Dante Portrait

The Codex Altonensis contains all sections of Dante’s Divine Comedy, whereas Rauschenberg focuses only on Dante’s journey through the “Inferno”. However, coincidentally, the most elaborately illustrated section of the Codex Altonensis is the “Inferno”. Production on the manuscript was abandonment in the 15th century for unknown reasons, leaving “Purgatory” minimally illustrated, and “Paradise” without illustrations at all. Tellingly, Rauschenberg chose to solely illustrate the “Inferno”, when historically the notion of salvation, or progress, within queer communities seemed unimaginable. Rauschenberg’s intention, with his focus on the “Inferno”, is to emphasize his epoch’s ideological declaration that salvation is for only a few.

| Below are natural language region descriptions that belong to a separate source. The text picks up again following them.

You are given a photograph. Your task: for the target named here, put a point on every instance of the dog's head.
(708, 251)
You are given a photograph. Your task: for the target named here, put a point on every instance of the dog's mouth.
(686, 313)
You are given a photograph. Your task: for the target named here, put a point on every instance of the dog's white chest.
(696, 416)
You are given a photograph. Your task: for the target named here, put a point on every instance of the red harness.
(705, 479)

Dante’s words are vibrant and ripe for imagery that would, in other contexts, be seen a tawdry or pornographic. The Codex Altonensis’ illustrations make direct visual reference to the text on each of it’s pages. Where, in Rauschenberg’s version, the illustrations are not accompanied by Dante’s poem. For Rauschenberg the images would take precedent over the words.

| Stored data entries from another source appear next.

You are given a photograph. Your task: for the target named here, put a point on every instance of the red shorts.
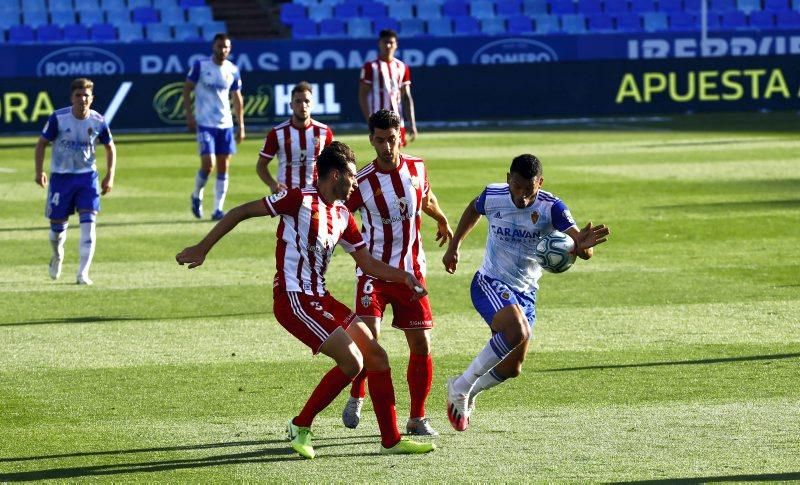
(373, 295)
(312, 319)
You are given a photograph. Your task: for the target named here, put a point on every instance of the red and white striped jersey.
(386, 80)
(297, 150)
(309, 230)
(390, 204)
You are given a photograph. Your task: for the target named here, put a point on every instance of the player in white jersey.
(297, 143)
(313, 221)
(73, 183)
(392, 193)
(504, 288)
(214, 81)
(386, 84)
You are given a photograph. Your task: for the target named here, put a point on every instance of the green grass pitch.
(674, 354)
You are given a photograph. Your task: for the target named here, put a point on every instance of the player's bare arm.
(587, 238)
(408, 106)
(111, 165)
(238, 105)
(430, 206)
(188, 87)
(379, 269)
(469, 218)
(195, 255)
(38, 159)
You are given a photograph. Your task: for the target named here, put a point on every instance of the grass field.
(674, 354)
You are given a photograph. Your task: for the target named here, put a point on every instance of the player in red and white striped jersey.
(386, 84)
(392, 192)
(297, 143)
(313, 221)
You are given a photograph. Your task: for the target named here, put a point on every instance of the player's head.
(525, 179)
(221, 47)
(336, 167)
(302, 101)
(387, 43)
(81, 92)
(384, 135)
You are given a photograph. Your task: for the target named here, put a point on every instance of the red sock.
(420, 376)
(381, 391)
(326, 391)
(359, 388)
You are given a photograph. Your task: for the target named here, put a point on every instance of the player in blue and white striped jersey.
(73, 183)
(215, 81)
(504, 288)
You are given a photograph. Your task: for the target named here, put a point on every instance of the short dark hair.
(526, 166)
(335, 156)
(386, 33)
(300, 87)
(383, 119)
(80, 83)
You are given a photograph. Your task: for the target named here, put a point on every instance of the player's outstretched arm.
(379, 269)
(195, 255)
(469, 218)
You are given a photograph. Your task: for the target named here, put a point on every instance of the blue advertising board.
(444, 93)
(314, 55)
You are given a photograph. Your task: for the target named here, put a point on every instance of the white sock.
(490, 356)
(199, 184)
(86, 247)
(220, 192)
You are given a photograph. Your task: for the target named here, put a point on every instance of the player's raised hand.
(193, 255)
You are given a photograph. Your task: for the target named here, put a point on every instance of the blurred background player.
(386, 84)
(504, 288)
(391, 192)
(297, 143)
(214, 81)
(73, 183)
(313, 221)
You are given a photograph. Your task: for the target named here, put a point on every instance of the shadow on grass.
(729, 478)
(720, 360)
(274, 451)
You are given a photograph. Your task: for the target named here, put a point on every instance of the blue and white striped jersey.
(74, 140)
(514, 232)
(213, 84)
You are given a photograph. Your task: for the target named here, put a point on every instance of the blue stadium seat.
(508, 8)
(762, 20)
(102, 33)
(382, 23)
(21, 34)
(519, 24)
(412, 27)
(655, 21)
(573, 23)
(441, 27)
(466, 25)
(158, 32)
(493, 26)
(733, 20)
(332, 28)
(600, 22)
(629, 22)
(546, 24)
(49, 33)
(562, 7)
(76, 33)
(534, 7)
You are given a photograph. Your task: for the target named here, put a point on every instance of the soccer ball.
(554, 252)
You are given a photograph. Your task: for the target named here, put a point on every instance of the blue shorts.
(218, 141)
(489, 296)
(68, 192)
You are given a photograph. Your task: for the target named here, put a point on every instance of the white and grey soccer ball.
(555, 252)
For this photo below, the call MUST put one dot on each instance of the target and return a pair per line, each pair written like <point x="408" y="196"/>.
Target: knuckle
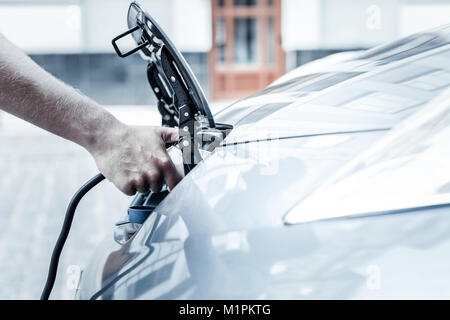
<point x="153" y="176"/>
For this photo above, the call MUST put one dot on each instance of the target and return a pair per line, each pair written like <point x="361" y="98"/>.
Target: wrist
<point x="107" y="129"/>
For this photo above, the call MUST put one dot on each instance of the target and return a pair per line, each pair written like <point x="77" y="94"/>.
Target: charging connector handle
<point x="51" y="277"/>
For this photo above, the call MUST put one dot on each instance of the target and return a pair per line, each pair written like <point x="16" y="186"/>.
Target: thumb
<point x="169" y="134"/>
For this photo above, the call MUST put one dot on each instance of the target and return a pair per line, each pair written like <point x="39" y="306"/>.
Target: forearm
<point x="29" y="92"/>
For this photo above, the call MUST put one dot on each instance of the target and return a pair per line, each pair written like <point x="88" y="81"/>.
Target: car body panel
<point x="220" y="233"/>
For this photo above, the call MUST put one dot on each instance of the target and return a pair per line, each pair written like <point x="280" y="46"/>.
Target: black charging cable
<point x="51" y="277"/>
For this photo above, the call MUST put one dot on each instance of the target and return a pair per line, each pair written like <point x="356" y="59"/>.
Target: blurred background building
<point x="235" y="47"/>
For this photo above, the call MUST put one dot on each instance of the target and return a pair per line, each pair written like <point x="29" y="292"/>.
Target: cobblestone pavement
<point x="39" y="174"/>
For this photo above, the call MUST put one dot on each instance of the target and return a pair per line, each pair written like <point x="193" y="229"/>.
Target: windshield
<point x="409" y="168"/>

            The illustrations in the Codex Altonensis are beautifully executed with gold embellishments and each illustration is clear in its visualization of Dante’s landscape. The illustrations are to be read as clearly defined pieces of the narrative. The prepatory “Purgatory” drawings for the Codex Altonensis are visually sketchier and informal, yet retain their clarity in a way that Rauschenberg’s illustrations dodge. Rauschenberg’s illustrations strive for atmosphereic potency over narrative clarity.

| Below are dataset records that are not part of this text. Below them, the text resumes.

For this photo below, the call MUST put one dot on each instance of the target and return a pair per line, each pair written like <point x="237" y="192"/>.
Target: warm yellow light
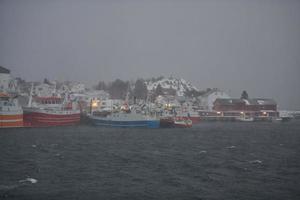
<point x="94" y="104"/>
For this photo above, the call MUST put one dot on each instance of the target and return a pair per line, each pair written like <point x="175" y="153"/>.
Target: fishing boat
<point x="125" y="117"/>
<point x="180" y="122"/>
<point x="167" y="122"/>
<point x="50" y="111"/>
<point x="11" y="114"/>
<point x="245" y="119"/>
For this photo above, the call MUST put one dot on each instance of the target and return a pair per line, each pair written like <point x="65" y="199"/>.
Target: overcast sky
<point x="234" y="45"/>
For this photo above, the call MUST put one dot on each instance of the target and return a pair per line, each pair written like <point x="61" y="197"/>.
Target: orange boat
<point x="180" y="122"/>
<point x="11" y="114"/>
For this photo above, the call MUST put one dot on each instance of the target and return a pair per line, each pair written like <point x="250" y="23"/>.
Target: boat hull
<point x="125" y="124"/>
<point x="36" y="118"/>
<point x="10" y="120"/>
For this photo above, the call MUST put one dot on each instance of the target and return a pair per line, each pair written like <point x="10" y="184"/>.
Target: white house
<point x="6" y="81"/>
<point x="207" y="100"/>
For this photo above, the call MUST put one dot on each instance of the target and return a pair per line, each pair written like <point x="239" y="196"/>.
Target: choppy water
<point x="208" y="161"/>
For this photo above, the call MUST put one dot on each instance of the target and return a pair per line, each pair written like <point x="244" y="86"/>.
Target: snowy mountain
<point x="181" y="86"/>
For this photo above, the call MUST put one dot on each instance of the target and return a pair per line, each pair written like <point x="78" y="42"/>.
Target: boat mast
<point x="30" y="95"/>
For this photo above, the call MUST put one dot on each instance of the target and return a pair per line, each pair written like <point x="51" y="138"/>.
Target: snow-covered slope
<point x="180" y="85"/>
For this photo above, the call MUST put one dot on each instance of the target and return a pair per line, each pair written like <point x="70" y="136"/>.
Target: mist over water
<point x="208" y="161"/>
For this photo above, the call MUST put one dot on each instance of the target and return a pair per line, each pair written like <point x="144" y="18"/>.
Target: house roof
<point x="4" y="70"/>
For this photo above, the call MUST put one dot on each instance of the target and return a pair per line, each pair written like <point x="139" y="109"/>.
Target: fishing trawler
<point x="50" y="111"/>
<point x="125" y="117"/>
<point x="11" y="114"/>
<point x="180" y="122"/>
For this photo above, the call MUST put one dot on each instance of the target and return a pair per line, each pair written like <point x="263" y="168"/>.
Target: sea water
<point x="208" y="161"/>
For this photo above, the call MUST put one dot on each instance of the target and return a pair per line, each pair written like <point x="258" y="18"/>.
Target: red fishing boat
<point x="50" y="111"/>
<point x="181" y="122"/>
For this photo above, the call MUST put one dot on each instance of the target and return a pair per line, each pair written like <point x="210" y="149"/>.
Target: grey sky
<point x="235" y="45"/>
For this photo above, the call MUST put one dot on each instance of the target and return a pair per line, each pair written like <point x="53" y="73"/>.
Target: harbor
<point x="47" y="104"/>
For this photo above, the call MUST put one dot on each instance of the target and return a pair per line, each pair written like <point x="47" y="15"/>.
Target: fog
<point x="234" y="45"/>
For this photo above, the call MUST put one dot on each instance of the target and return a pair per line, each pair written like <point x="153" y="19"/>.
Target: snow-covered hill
<point x="180" y="85"/>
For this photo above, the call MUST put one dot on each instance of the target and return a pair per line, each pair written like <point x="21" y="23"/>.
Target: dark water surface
<point x="208" y="161"/>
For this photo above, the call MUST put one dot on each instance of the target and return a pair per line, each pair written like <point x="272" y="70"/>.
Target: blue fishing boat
<point x="124" y="119"/>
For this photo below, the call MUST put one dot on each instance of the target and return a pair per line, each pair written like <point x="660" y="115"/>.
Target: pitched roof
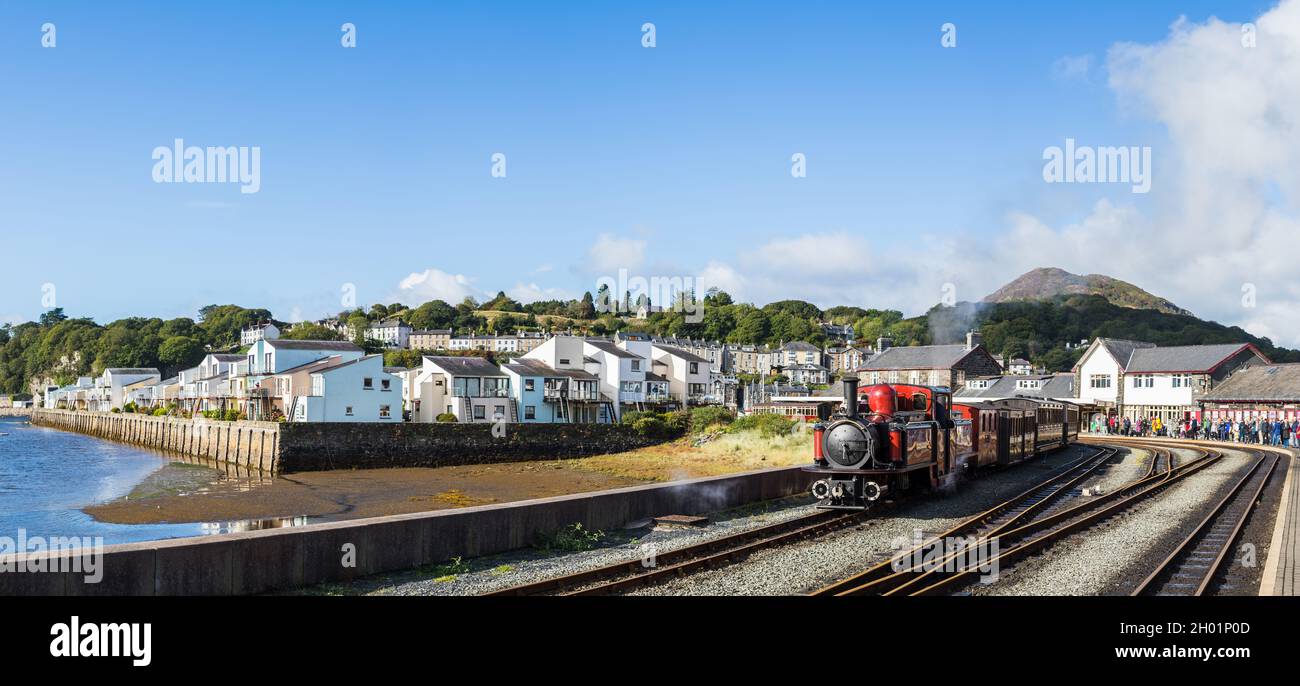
<point x="918" y="357"/>
<point x="464" y="367"/>
<point x="528" y="367"/>
<point x="315" y="344"/>
<point x="1123" y="350"/>
<point x="350" y="363"/>
<point x="1278" y="382"/>
<point x="1009" y="386"/>
<point x="1182" y="357"/>
<point x="679" y="352"/>
<point x="605" y="346"/>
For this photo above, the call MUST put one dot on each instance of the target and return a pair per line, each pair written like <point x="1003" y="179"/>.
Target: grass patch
<point x="572" y="538"/>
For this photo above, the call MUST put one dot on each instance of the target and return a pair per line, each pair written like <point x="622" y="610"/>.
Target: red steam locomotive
<point x="893" y="438"/>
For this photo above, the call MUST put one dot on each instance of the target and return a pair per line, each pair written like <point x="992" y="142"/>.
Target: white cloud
<point x="1073" y="68"/>
<point x="531" y="292"/>
<point x="437" y="285"/>
<point x="610" y="254"/>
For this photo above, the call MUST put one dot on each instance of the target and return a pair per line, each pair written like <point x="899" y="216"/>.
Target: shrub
<point x="572" y="538"/>
<point x="632" y="417"/>
<point x="767" y="425"/>
<point x="651" y="428"/>
<point x="702" y="419"/>
<point x="679" y="421"/>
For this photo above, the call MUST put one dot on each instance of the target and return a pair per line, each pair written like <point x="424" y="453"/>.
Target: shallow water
<point x="47" y="476"/>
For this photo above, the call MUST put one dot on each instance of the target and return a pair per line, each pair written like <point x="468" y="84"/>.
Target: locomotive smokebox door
<point x="848" y="443"/>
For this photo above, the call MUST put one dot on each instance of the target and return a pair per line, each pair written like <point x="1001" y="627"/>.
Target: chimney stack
<point x="850" y="396"/>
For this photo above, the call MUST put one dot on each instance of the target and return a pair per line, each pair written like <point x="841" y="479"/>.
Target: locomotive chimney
<point x="850" y="396"/>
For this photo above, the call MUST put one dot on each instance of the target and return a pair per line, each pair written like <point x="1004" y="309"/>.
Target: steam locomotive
<point x="892" y="438"/>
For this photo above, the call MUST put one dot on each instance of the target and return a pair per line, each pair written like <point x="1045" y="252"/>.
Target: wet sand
<point x="182" y="493"/>
<point x="352" y="494"/>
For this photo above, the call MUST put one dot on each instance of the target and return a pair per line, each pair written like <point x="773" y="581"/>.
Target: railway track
<point x="1012" y="512"/>
<point x="1196" y="561"/>
<point x="633" y="573"/>
<point x="668" y="564"/>
<point x="919" y="573"/>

            Codex Altonensis incorporates the humor often present in Dante’s Divine Comedy, for an audience that enjoyed the simultaneously humorous and startling imagery presented. Rauschenberg’s illustrations are reverently devoid of humor and evoke a sinister, macabre atmosphere. The “Inferno” presented by Rauschenberg’s is distinctly threatening and meant to be read as such. Later the cutout Rauschenberg uses to represent Dante, dressed only in underwear and leaning against a tiled wall, is reminiscent of the walls of a bathhouse and would come to associate itself with the AIDS epidemic occurring a couple decades later. Rauschenberg’s “Inferno” is prophetic of the political response by government, the media, and often, close family members and frineds who would turn away from the deaths of Rauschenberg’s marginalized community. This work has the effect of watching our collective lives pass before our eyes.